90-degree heat--in Alaska
From the Independent:
August is meant to be a scorcher in Dallas but not in Fairbanks, where temperaturesyesterday were in the mid-80s Fahrenheit (high 20s Celsius). The weather has been clear and hot over almost all of Alaska for the past week, due to an intense high pressure dome that is reluctant to move on.
"This is for real; it is not a meteorological joke," said Ted Fathauer, who is the chief forecaster at the National Weather Service in Fairbanks. Over the past few days temperatures have topped 90F in some areas of the interior.
Scientists say this is more than just a string of freak summers. Between 1949 and 2003, the average annual air temperature in Alaska increased by 3.3 degrees Fahrenheit, with some areas in the state registering increases of almost twice that much, especially in the spring and the autumn.
There are serious ecological and engineering implications.
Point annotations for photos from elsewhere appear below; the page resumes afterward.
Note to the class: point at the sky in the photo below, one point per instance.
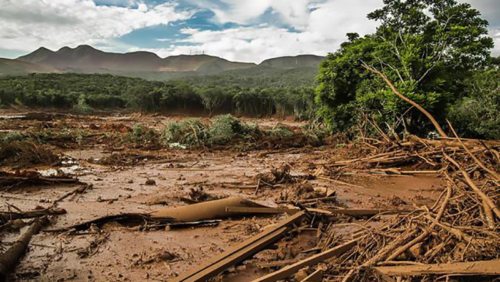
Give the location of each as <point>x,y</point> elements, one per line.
<point>239,30</point>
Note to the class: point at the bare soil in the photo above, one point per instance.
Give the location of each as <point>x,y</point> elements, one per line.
<point>119,185</point>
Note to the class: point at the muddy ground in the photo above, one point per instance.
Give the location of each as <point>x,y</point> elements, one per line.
<point>119,185</point>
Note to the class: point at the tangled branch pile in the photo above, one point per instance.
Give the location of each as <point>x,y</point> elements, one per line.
<point>462,225</point>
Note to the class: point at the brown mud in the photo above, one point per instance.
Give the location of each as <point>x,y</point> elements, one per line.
<point>127,179</point>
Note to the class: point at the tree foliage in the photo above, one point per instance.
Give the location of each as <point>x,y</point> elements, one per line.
<point>426,47</point>
<point>85,93</point>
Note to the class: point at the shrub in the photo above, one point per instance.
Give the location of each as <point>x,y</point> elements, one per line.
<point>187,132</point>
<point>281,131</point>
<point>225,128</point>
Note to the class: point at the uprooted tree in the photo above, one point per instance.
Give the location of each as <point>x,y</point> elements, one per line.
<point>428,48</point>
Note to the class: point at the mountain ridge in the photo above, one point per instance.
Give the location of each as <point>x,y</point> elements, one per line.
<point>87,59</point>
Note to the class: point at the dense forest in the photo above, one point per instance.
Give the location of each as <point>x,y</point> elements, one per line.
<point>436,52</point>
<point>86,93</point>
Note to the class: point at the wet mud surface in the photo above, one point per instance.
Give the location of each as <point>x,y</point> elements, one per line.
<point>129,180</point>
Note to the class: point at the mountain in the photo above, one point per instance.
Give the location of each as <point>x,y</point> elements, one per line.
<point>17,67</point>
<point>290,62</point>
<point>86,59</point>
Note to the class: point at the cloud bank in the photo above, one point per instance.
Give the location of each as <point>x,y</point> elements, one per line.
<point>240,30</point>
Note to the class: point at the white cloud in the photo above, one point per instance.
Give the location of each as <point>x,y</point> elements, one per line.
<point>322,31</point>
<point>27,24</point>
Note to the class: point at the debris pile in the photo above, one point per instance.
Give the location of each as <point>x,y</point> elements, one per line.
<point>19,179</point>
<point>23,154</point>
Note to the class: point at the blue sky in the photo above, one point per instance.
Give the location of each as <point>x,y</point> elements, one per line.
<point>243,30</point>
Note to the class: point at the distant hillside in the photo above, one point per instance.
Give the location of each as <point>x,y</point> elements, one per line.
<point>147,65</point>
<point>293,62</point>
<point>17,67</point>
<point>87,59</point>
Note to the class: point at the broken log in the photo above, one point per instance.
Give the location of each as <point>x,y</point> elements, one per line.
<point>476,268</point>
<point>240,252</point>
<point>215,209</point>
<point>6,216</point>
<point>312,260</point>
<point>316,276</point>
<point>9,259</point>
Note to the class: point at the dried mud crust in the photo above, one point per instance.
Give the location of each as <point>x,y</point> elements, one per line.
<point>134,180</point>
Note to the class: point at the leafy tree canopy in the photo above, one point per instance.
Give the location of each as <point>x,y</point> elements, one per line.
<point>426,47</point>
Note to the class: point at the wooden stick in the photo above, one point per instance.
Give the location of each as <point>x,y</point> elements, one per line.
<point>312,260</point>
<point>406,99</point>
<point>480,268</point>
<point>9,259</point>
<point>478,162</point>
<point>488,203</point>
<point>240,252</point>
<point>427,231</point>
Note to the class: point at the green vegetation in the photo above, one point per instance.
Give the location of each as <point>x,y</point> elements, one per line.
<point>85,93</point>
<point>430,50</point>
<point>477,113</point>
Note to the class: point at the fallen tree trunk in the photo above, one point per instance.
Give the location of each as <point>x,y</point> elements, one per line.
<point>215,209</point>
<point>481,268</point>
<point>289,270</point>
<point>6,216</point>
<point>408,100</point>
<point>9,259</point>
<point>241,251</point>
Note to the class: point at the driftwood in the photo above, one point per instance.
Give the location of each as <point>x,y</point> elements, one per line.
<point>241,251</point>
<point>10,181</point>
<point>312,260</point>
<point>9,259</point>
<point>476,268</point>
<point>406,99</point>
<point>196,214</point>
<point>6,216</point>
<point>216,209</point>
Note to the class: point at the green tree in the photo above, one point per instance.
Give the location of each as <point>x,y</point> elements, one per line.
<point>426,47</point>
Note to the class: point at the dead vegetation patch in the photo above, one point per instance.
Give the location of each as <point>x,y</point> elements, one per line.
<point>20,154</point>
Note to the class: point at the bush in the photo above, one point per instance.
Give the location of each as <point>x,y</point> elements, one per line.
<point>281,131</point>
<point>225,128</point>
<point>190,132</point>
<point>12,136</point>
<point>141,135</point>
<point>477,115</point>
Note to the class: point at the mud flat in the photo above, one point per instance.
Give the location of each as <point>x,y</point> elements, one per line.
<point>345,191</point>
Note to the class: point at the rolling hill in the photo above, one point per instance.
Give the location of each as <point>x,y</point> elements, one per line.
<point>17,67</point>
<point>86,59</point>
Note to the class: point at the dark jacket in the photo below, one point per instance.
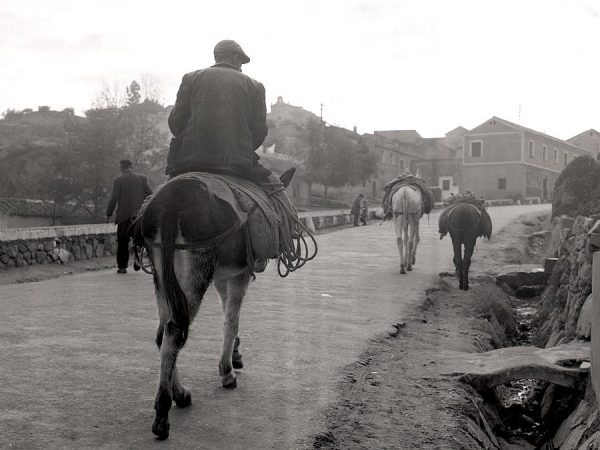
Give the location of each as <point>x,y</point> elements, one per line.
<point>356,205</point>
<point>129,191</point>
<point>218,120</point>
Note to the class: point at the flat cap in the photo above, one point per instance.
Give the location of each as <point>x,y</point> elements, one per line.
<point>229,46</point>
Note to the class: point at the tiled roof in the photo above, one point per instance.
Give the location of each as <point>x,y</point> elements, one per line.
<point>410,136</point>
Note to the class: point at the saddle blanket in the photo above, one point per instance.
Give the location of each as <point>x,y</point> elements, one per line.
<point>250,204</point>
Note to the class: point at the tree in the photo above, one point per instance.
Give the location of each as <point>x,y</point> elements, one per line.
<point>336,156</point>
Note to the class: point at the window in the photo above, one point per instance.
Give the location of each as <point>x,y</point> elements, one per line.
<point>531,149</point>
<point>476,149</point>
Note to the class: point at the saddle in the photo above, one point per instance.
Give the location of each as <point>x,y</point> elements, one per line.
<point>269,222</point>
<point>406,180</point>
<point>485,221</point>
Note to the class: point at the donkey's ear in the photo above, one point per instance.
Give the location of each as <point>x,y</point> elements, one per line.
<point>286,177</point>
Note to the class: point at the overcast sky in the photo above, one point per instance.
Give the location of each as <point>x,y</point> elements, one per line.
<point>377,64</point>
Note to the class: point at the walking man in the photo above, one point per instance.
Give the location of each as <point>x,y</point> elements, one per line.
<point>356,207</point>
<point>129,191</point>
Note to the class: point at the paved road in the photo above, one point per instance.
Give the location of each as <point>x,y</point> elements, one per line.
<point>79,366</point>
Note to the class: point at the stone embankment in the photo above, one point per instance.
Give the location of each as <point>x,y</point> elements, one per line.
<point>55,245</point>
<point>21,247</point>
<point>565,316</point>
<point>570,284</point>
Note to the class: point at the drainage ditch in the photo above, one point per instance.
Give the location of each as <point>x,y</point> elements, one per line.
<point>529,412</point>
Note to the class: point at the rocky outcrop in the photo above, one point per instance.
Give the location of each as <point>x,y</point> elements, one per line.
<point>568,286</point>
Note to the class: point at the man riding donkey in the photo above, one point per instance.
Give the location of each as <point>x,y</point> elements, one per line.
<point>218,121</point>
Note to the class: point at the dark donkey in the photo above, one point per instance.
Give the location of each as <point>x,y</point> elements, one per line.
<point>465,222</point>
<point>191,241</point>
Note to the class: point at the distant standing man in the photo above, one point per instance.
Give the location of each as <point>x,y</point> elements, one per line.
<point>129,191</point>
<point>356,207</point>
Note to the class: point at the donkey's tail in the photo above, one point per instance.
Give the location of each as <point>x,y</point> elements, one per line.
<point>169,228</point>
<point>405,201</point>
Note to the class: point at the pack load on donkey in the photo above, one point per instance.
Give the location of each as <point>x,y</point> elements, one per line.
<point>415,183</point>
<point>485,223</point>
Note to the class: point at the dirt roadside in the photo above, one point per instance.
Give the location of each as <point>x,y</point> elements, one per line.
<point>394,397</point>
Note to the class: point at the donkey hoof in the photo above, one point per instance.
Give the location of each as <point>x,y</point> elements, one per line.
<point>160,427</point>
<point>229,381</point>
<point>236,361</point>
<point>184,400</point>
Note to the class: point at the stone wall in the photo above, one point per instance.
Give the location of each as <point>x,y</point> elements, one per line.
<point>570,283</point>
<point>20,247</point>
<point>55,245</point>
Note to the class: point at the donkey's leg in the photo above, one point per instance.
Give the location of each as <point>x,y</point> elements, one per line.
<point>406,243</point>
<point>181,395</point>
<point>172,342</point>
<point>458,263</point>
<point>236,357</point>
<point>469,248</point>
<point>416,239</point>
<point>236,289</point>
<point>411,242</point>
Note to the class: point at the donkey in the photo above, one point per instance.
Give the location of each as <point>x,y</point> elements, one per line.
<point>192,240</point>
<point>407,206</point>
<point>465,224</point>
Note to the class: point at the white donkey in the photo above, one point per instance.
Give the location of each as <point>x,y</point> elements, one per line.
<point>407,205</point>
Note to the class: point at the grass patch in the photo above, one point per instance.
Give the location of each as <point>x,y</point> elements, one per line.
<point>496,315</point>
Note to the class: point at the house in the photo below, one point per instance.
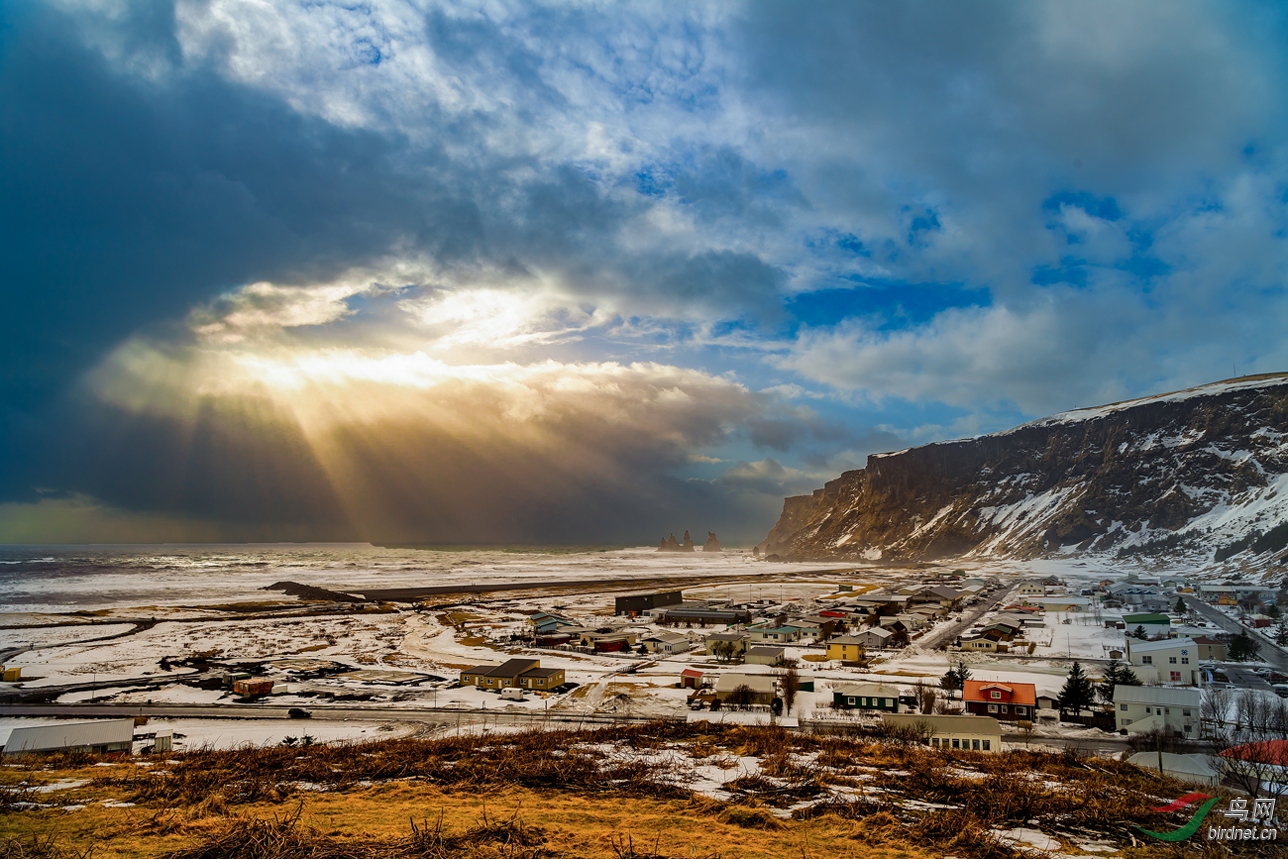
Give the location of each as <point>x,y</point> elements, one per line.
<point>541,679</point>
<point>961,733</point>
<point>1172,661</point>
<point>846,648</point>
<point>667,643</point>
<point>1184,768</point>
<point>513,674</point>
<point>944,595</point>
<point>548,623</point>
<point>815,626</point>
<point>764,654</point>
<point>866,696</point>
<point>101,737</point>
<point>1009,701</point>
<point>640,603</point>
<point>1210,649</point>
<point>738,640</point>
<point>1060,603</point>
<point>785,634</point>
<point>1144,708</point>
<point>702,616</point>
<point>875,638</point>
<point>1155,623</point>
<point>253,687</point>
<point>591,638</point>
<point>984,644</point>
<point>691,679</point>
<point>761,685</point>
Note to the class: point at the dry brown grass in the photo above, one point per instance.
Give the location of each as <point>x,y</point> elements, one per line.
<point>563,795</point>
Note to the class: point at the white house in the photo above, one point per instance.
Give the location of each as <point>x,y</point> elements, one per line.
<point>666,643</point>
<point>1144,708</point>
<point>1171,661</point>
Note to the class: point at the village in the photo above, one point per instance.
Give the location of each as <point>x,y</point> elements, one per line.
<point>965,660</point>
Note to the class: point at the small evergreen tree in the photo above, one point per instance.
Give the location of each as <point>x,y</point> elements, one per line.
<point>1116,675</point>
<point>791,683</point>
<point>1078,693</point>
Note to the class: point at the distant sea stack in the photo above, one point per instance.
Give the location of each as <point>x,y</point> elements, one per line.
<point>671,545</point>
<point>1195,477</point>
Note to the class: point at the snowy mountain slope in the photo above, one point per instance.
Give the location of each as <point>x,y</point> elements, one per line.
<point>1170,477</point>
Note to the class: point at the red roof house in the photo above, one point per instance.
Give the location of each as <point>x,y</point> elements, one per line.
<point>1000,699</point>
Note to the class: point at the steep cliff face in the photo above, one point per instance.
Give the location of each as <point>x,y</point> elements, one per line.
<point>1172,475</point>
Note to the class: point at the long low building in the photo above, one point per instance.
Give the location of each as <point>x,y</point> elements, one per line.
<point>513,674</point>
<point>101,737</point>
<point>1167,708</point>
<point>961,733</point>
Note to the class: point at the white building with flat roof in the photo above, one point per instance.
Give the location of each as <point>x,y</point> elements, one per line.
<point>101,737</point>
<point>1144,708</point>
<point>1168,661</point>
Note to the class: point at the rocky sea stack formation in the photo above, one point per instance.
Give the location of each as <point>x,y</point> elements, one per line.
<point>671,545</point>
<point>1197,475</point>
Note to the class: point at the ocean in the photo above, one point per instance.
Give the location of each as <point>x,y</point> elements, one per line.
<point>71,578</point>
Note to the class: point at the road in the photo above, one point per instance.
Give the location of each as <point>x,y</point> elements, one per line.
<point>1094,743</point>
<point>940,638</point>
<point>1270,652</point>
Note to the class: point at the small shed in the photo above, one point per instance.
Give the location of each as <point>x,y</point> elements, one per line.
<point>764,654</point>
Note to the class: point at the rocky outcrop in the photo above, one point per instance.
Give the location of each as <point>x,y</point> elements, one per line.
<point>671,545</point>
<point>1171,475</point>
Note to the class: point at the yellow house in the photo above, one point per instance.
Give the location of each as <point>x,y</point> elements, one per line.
<point>846,648</point>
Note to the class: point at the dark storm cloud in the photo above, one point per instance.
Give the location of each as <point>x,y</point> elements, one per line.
<point>909,214</point>
<point>126,198</point>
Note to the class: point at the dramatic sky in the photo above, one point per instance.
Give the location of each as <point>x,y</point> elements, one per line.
<point>584,272</point>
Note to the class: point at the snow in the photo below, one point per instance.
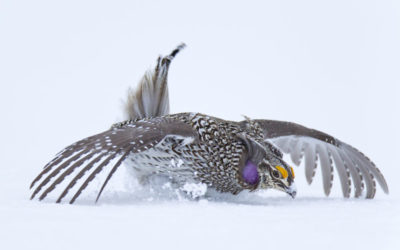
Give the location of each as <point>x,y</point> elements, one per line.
<point>65,67</point>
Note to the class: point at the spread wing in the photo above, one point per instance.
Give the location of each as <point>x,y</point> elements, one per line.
<point>88,157</point>
<point>350,163</point>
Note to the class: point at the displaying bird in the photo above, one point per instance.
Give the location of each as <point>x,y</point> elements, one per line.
<point>227,156</point>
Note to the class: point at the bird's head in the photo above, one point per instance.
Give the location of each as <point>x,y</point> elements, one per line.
<point>263,167</point>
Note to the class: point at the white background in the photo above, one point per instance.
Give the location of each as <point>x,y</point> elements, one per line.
<point>65,67</point>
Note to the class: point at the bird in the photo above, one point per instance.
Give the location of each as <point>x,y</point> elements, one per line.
<point>226,156</point>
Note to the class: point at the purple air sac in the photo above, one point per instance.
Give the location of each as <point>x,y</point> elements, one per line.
<point>250,173</point>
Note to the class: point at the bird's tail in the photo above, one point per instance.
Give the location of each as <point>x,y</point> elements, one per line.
<point>150,98</point>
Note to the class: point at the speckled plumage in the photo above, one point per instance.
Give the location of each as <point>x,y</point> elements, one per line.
<point>197,148</point>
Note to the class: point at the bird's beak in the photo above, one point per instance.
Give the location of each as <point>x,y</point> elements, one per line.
<point>291,190</point>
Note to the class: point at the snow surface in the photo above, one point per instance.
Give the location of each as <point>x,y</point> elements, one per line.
<point>65,66</point>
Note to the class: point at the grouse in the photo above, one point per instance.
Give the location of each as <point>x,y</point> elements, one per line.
<point>227,156</point>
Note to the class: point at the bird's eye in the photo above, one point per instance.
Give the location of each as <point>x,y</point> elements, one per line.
<point>275,173</point>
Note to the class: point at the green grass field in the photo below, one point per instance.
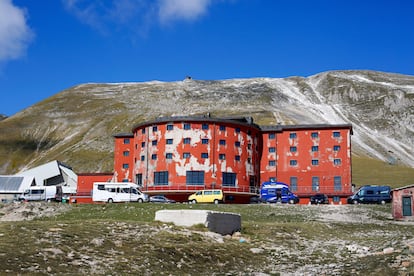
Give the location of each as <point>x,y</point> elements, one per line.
<point>122,239</point>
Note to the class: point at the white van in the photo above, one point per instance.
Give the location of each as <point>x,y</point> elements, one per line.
<point>117,192</point>
<point>46,193</point>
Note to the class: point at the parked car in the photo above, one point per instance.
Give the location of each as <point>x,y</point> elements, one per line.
<point>207,196</point>
<point>371,194</point>
<point>319,199</point>
<point>255,200</point>
<point>161,199</point>
<point>277,192</point>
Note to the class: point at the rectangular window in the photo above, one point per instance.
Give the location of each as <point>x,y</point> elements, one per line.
<point>315,183</point>
<point>138,179</point>
<point>337,183</point>
<point>293,183</point>
<point>161,178</point>
<point>229,179</point>
<point>195,177</point>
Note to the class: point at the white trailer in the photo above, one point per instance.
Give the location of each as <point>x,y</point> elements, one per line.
<point>46,193</point>
<point>117,192</point>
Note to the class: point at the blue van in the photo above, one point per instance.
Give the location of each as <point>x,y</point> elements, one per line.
<point>273,192</point>
<point>371,194</point>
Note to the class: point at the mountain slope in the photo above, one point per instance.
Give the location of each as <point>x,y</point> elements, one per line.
<point>77,124</point>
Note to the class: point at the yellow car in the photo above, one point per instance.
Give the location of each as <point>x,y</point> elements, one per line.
<point>207,196</point>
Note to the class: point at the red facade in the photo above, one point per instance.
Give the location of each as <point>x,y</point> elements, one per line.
<point>183,155</point>
<point>310,158</point>
<point>179,155</point>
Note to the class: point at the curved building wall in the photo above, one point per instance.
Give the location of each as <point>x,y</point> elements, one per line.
<point>190,154</point>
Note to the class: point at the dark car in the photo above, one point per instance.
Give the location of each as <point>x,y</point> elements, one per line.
<point>161,199</point>
<point>319,199</point>
<point>255,200</point>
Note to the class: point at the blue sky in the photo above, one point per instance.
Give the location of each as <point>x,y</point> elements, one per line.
<point>50,45</point>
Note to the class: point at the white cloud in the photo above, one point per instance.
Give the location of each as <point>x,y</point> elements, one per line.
<point>133,14</point>
<point>170,10</point>
<point>15,34</point>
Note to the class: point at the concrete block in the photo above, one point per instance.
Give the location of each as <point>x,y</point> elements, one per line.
<point>219,222</point>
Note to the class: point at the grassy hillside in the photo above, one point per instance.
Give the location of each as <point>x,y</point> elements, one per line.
<point>121,239</point>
The permafrost has until now provided stable ground on which trees can grow and roads, buildings and pipelines can be built. The first signs of it going mushy are large sinkholes, many of which are already visible this summer around Fairbanks.
"Our permafrost is still stable, even though it is very, very warm," Vladimir Romanovsky a geophysicist at the Geophysical Institute of the University of Alaska Fairbanks told the Alaska Daily News. "But the moment it starts to thaw, we will be able to say we are the warmest we have been the past 100,000 years."